I believe we need to trudge further and further because even though we are creating new therapies that are wildly expensive, we are moving closer to truly cost effective therapies and best-in-class therapies. Though, we are certainly not there yet.

If someone can explain to me that my fears are unjustified about price controls diminishing capital invested into new treatments, I'd happily join the chorus of people calling for price controls in medicine (US citizen here with a chronic disease treated by TNF inhibitor which can cost 30K+ a year but through employer insurance, I pay nothing except for a copay which the manufacturer pays for).

1 comments

> What troubles me about insulin prices is that raising prices can simultaneously be used to satisfy shareholders with growing profits AND be used to fund new drugs (revenue from existing drugs obviously must fund the creation of new drugs).

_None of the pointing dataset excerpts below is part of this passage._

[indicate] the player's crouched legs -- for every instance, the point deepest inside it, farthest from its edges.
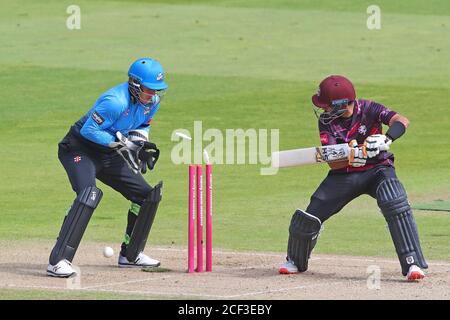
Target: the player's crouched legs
(393, 202)
(72, 230)
(303, 233)
(140, 221)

That's not obvious at all; there's no reason creation of new drugs couldn't be financed by raising capital through either debt or equity issues, which are then paid back, in effect, by the profits from the drug itself; in fact, a fair amount of drug development is funded that way, because it's done by startups which are acquired by major firms, if at all, only after doing much of the development work; obviously, that's how every firm’s first drug is financed.

It may be that firms want to eventually shift business models, so at some point they take their existing stake of drugs and body prices so instead of paying off their own development, they are doing that and paying forward development, and after that switch to internal financing, but there is no reason that is obviously a necessity.

Fair reply, and thank you for replying. While I agree the funding mechanisms you mentioned certainly must exist, I imagine things like unexpected delays for a given therapy or complications with a clinical trial (not with the medicine but with some procedural stuff) must happen. Times where existing room in revenue streams is vital for the development.

Secondly, if a publicly traded company already has a significant amount of equity in the hands of the public, issuing too much debt can mess with the balance sheet, right?

I hear you though, I still worry that price controls is attacking the issue in the wrong way. I don't know all the specifics, but I feel like protections to competition would be a better way to ensure the competitive market?

This is an area I'd really like to understand more from a non-partisan perspective, especially understanding the current nature of which countries actually do develop the most drugs. But every piece of information I find on this subject has a partisan bent. Anyone got a source they'd recommend?

At some point, medications like insulin should be de-patented so that they're in the public domain.